Storm surge: the deadliest hurricane hazard

Roughly half of Atlantic hurricane fatalities since 1963 are attributable to storm surge. Surge is the abnormal rise of seawater above predicted tide, driven by hurricane winds and low atmospheric pressure pushing water against the coast. A Category 3 hurricane can produce 9 to 12 feet of surge; a Category 5 can produce 20 feet or more. Storm surge can travel 25 miles inland over flat terrain, and arrives in minutes, not hours. Hurricane wind damage is often recoverable; storm surge damage usually means total loss. This is why hurricane evacuation orders are issued primarily on the basis of surge zones, not wind speed.

Build a 3-day hurricane go-kit before season starts

Every household in the southeast should keep a hurricane go-kit assembled by June 1: one gallon of water per person per day for three days, non-perishable food, a manual can opener, a NOAA weather radio, a flashlight per person, prescription medications for two weeks, a first-aid kit, important documents in waterproof bags (passports, insurance policies, deeds, medical records), at least $300 in small-bill cash, and pet supplies if applicable. Refresh stored water and check medication expiration dates once a year as part of your annual hurricane preparedness review.

Make a family hurricane communication plan

Designate an out-of-state contact who everyone in the household can call during and after a hurricane. Local cell networks frequently fail in the southeast during major storms; long-distance lines often work. Agree in advance on a meeting location if you are separated, a destination shelter or hotel for hurricane evacuation, and a return plan for after the all-clear. Sign up for your county's emergency alerts (CodeRED, AlertGeorgia, HCFL Alert, VDEM Alerts) so the hurricane evacuation order reaches you the moment it's issued.

The week of the hurricane

Once a hurricane watch is posted (48 hours out), top off vehicle fuel, refill prescriptions, withdraw cash, and finalize hurricane evacuation logistics. When a hurricane warning is posted (36 hours out), evacuation orders typically follow within hours. If your zone is called, leave early — bridges, causeways, and barrier-island roads close once sustained winds reach 39 mph, and once they close you are sheltering in place. After the hurricane, do not return until officials lift the evacuation order. Watch for downed power lines, contaminated water, structural damage, and standing water (snake and electrical hazards). Document property damage with photos before any cleanup; most homeowner insurance policies require notification within 30 days.

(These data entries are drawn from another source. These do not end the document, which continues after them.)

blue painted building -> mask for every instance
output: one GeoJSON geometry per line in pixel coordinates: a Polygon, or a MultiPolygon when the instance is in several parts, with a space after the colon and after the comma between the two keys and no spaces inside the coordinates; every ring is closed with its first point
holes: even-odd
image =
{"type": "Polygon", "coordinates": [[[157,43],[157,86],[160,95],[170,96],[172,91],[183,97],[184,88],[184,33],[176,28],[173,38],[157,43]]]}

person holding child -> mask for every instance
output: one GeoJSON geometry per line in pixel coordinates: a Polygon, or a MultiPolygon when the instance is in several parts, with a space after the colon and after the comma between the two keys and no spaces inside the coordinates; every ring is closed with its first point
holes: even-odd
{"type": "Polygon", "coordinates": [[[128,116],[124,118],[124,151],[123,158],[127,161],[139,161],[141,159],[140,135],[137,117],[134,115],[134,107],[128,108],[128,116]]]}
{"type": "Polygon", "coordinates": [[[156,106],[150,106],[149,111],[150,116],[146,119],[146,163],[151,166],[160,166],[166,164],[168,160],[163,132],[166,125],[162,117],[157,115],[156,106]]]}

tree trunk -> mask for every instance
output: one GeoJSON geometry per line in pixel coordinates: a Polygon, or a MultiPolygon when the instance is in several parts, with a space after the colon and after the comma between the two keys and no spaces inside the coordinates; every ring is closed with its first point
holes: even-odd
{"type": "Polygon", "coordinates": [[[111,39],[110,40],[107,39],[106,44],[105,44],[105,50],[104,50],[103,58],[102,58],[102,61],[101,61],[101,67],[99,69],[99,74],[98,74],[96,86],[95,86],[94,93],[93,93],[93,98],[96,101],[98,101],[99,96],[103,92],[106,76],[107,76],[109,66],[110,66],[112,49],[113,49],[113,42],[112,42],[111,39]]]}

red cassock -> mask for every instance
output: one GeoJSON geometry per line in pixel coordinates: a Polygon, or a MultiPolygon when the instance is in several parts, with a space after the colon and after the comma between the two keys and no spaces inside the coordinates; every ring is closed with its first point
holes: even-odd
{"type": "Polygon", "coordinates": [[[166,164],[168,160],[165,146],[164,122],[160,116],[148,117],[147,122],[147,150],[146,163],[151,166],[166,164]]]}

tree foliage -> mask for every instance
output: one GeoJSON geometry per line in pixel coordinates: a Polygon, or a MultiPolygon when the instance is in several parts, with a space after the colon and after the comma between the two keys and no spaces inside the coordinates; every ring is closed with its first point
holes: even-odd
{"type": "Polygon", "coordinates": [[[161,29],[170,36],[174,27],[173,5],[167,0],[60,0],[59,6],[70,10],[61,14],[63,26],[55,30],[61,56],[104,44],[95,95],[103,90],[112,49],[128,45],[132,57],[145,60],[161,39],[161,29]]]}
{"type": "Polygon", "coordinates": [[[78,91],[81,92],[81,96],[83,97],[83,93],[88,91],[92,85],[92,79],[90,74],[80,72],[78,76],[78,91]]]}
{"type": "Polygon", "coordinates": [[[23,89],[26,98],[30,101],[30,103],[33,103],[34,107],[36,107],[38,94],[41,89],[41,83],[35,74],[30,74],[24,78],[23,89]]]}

Use this hurricane evacuation atlas year-round

Bookmark your address page and check it the first week of June. Verify your hurricane evacuation zone hasn't changed — boundaries occasionally shift between seasons as new flood-model output arrives or coastlines erode. Cross-link to the official state map for the authoritative answer when a hurricane watch is posted. Hurricane preparedness is a year-round responsibility — the work you do in February and March makes the difference in September and October when the next Atlantic hurricane threatens the southeast coast. Always verify the information on this site against official state and federal data sources, including the National Hurricane Center, your state's Division of Emergency Management, and your county's emergency operations center.